President Andres Manuel Lopez Obrador said Friday that Mexico will safeguard the human rights Central American migrants who are trying to obtain asylum in the United States.
"We want to maintain a relationship of understanding and friendship with the United States government, but at the same time defend the principles of Mexico's foreign policy," he said during his daily morning press conference.
Amid pressure from Washington, the Mexican government agreed Thursday to provide temporary sanctuary for third-country nationals while they await adjudication of their US asylum applications.
Mexico will approach the migrant situation within the "framework" of respect for human rights, Lopez Obrador said.

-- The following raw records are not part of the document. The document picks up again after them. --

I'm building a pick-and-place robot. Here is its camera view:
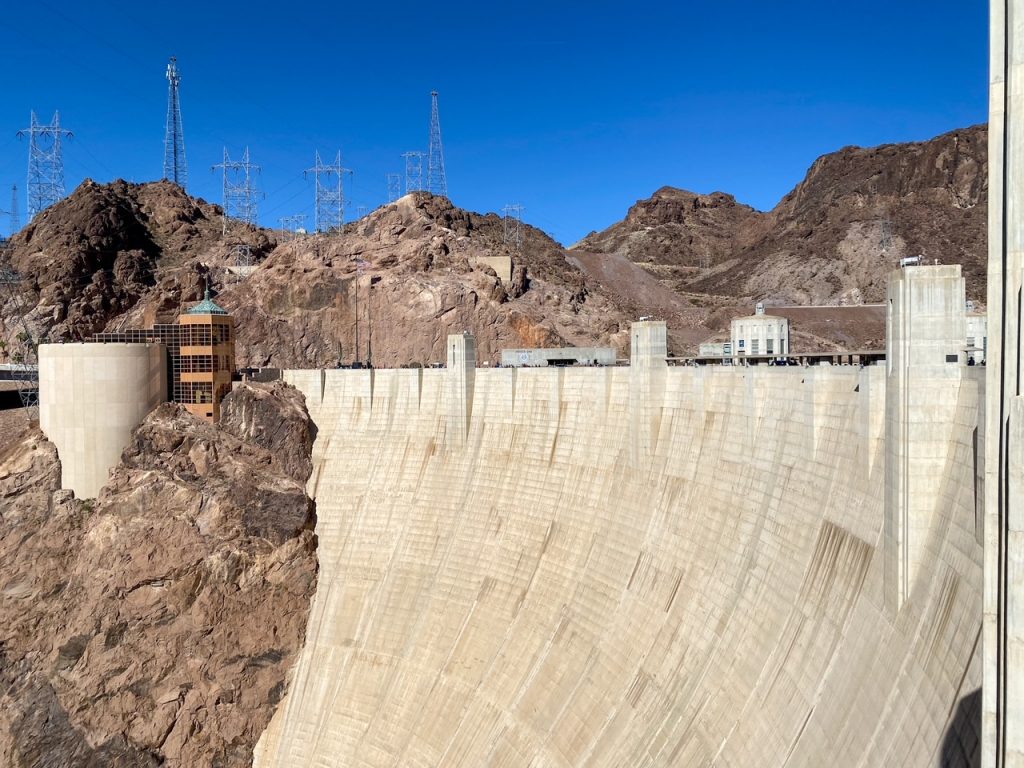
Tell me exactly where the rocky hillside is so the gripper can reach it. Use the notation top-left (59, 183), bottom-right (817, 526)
top-left (209, 193), bottom-right (630, 367)
top-left (573, 125), bottom-right (988, 305)
top-left (0, 181), bottom-right (631, 367)
top-left (0, 383), bottom-right (316, 768)
top-left (0, 180), bottom-right (264, 340)
top-left (0, 126), bottom-right (987, 367)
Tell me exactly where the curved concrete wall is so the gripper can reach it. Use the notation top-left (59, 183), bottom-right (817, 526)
top-left (39, 344), bottom-right (167, 499)
top-left (256, 367), bottom-right (983, 768)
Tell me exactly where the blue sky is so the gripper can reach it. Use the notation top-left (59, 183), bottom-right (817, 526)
top-left (0, 0), bottom-right (988, 245)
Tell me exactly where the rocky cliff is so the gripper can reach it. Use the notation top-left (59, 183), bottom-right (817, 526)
top-left (0, 383), bottom-right (317, 768)
top-left (574, 125), bottom-right (988, 304)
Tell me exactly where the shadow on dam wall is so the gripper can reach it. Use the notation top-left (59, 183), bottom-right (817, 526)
top-left (249, 367), bottom-right (983, 768)
top-left (939, 688), bottom-right (981, 768)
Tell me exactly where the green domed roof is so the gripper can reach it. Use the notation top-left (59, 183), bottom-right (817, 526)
top-left (185, 288), bottom-right (227, 314)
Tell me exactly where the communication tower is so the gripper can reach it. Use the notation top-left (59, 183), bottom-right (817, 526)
top-left (303, 150), bottom-right (351, 232)
top-left (386, 173), bottom-right (401, 203)
top-left (212, 146), bottom-right (260, 234)
top-left (427, 91), bottom-right (447, 198)
top-left (164, 56), bottom-right (188, 189)
top-left (502, 203), bottom-right (522, 251)
top-left (401, 152), bottom-right (423, 195)
top-left (17, 112), bottom-right (72, 219)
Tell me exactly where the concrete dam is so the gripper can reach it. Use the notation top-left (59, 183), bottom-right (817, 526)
top-left (247, 267), bottom-right (985, 768)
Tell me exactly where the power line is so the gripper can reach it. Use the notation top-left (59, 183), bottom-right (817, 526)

The president was joined in front of reporters by Foreign Secretary Marcelo Ebrard, who stressed that Mexico's willingness to harbor the asylum-seekers did not constitute a de-facto "safe third country" agreement with the US.
Such an accord - Washington already has one with Canada - would designate Mexico as a safe country for asylum seekers and would make it difficult if not impossible for any asylum seeker on Mexican territory to apply for asylum in the US.
Signing a safe third country pact with the US is not under consideration, Ebrard said.
Given the unilateral decision by the US to expel the asylum applicants, Mexico's only options are to deport the migrants or allow them to remain on a temporary basis, he said.
"It is not the intention of Mexico to deport these people. If that were the case, it would have been done already," the foreign secretary said.
Next Monday, he said, Mexico will set forth a "definitive" position on the issue that will not involve deportations.
Mexican officials say that the northwestern border city of Tijuana is currently harboring 4,000 Central Americans who were part of the caravans that set out in October from Honduras and Guatemala with the aim of reaching the US.